Issue #1029
closedSSLv3 (aka POODLE) vulnerability - CVE-2014-3566
0%
Description
I hope it's a good idea to open a bug ticket about the forum topic: http://redmine.replicant.us/boards/9/topics/6909
Summary
Replicant should be vulnerable to POODLE (= Padding Oracle On Downgraded Legacy Encryption).
CM specific informations:
http://www.theregister.co.uk/2014/10/13/androids_cyanogenmod_open_to_mitm_attacks/
http://www.cyanogenmod.org/blog/in-response-to-the-register-mitm-article
Seems CM 11.0 got a patch:
https://github.com/CyanogenMod/android_external_apache-http/commit/f925f10b1feba92868fd4e8966592ec1bf755d67
respectively:
http://review.cyanogenmod.org/#/c/74106/1/src/org/apache/http/conn/ssl/AbstractVerifier.java
http://review.cyanogenmod.org/#/c/74114/
In CM 10.2 branch, the vulnerable code still seems present:
https://github.com/CyanogenMod/android_external_apache-http/blob/cm-10.2/src/org/apache/http/conn/ssl/AbstractVerifier.java#L228-244
Hope there is an easy way to fix that behavior in Replicant.

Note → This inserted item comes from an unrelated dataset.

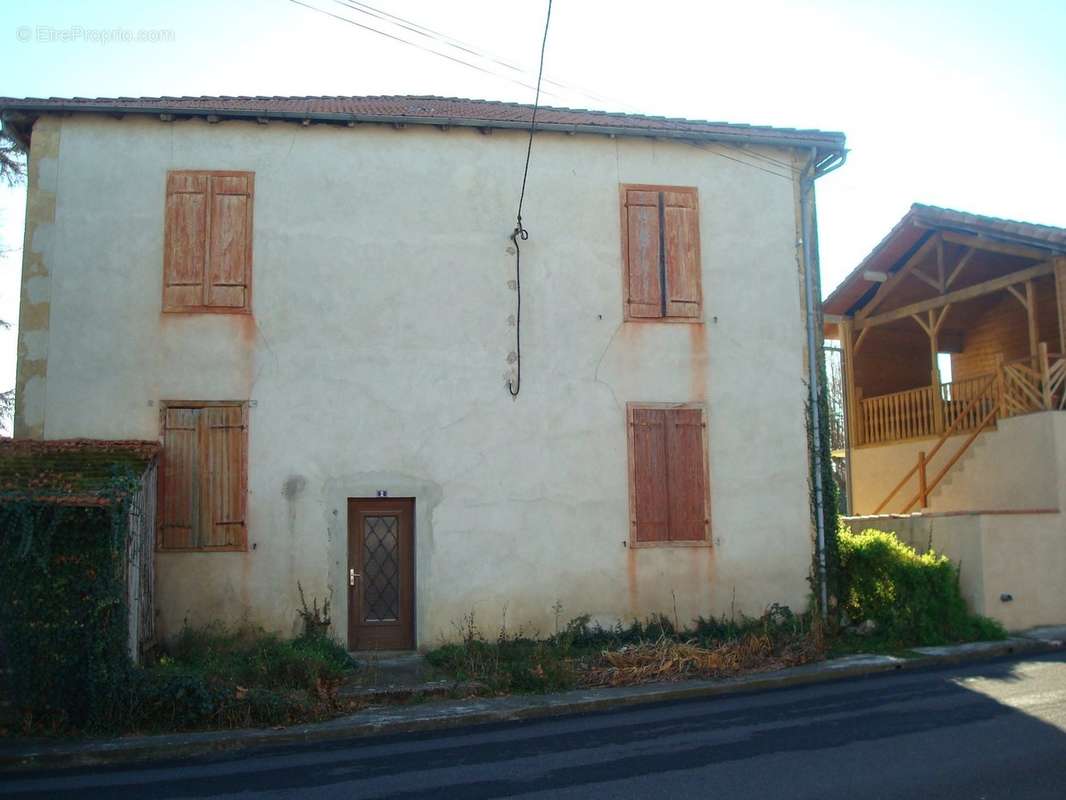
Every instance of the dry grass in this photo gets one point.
(667, 659)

Updated by Denis 'GNUtoo' Carikli over 9 years ago
- Category changed from 51 to Security
That one seems very serious, If I remember well it's a downgrade attack to a weaker encryption, which is "easily" breakable.
Denis.
Updated by My Self over 9 years ago
That's correct. More technical informations here: https://www.openssl.org/~bodo/ssl-poodle.pdf
I've verified the vulnerability of Replicant over: https://www.poodletest.com/
Updated by My Self over 9 years ago
I've found some more test pages:
https://zmap.io/sslv3/
https://www.ssllabs.com/ssltest/viewMyClient.html
The last one ist the one with the most details...
Furthermore I've found this blog post from the Google Security Team:
http://googleonlinesecurity.blogspot.de/2014/10/this-poodle-bites-exploiting-ssl-30.html
For example reasons, here are the merged commits for this patches from the OMNI project:
https://gerrit.omnirom.org/#/q/topic:%22CVE-2014-3566+%28POODLE%29%22
Hope this helps.
Updated by Paul Kocialkowski over 9 years ago
- Status changed from New to Closed
- Resolution set to fixed
Everything pushed to the repositories, will be part of the next batch of images.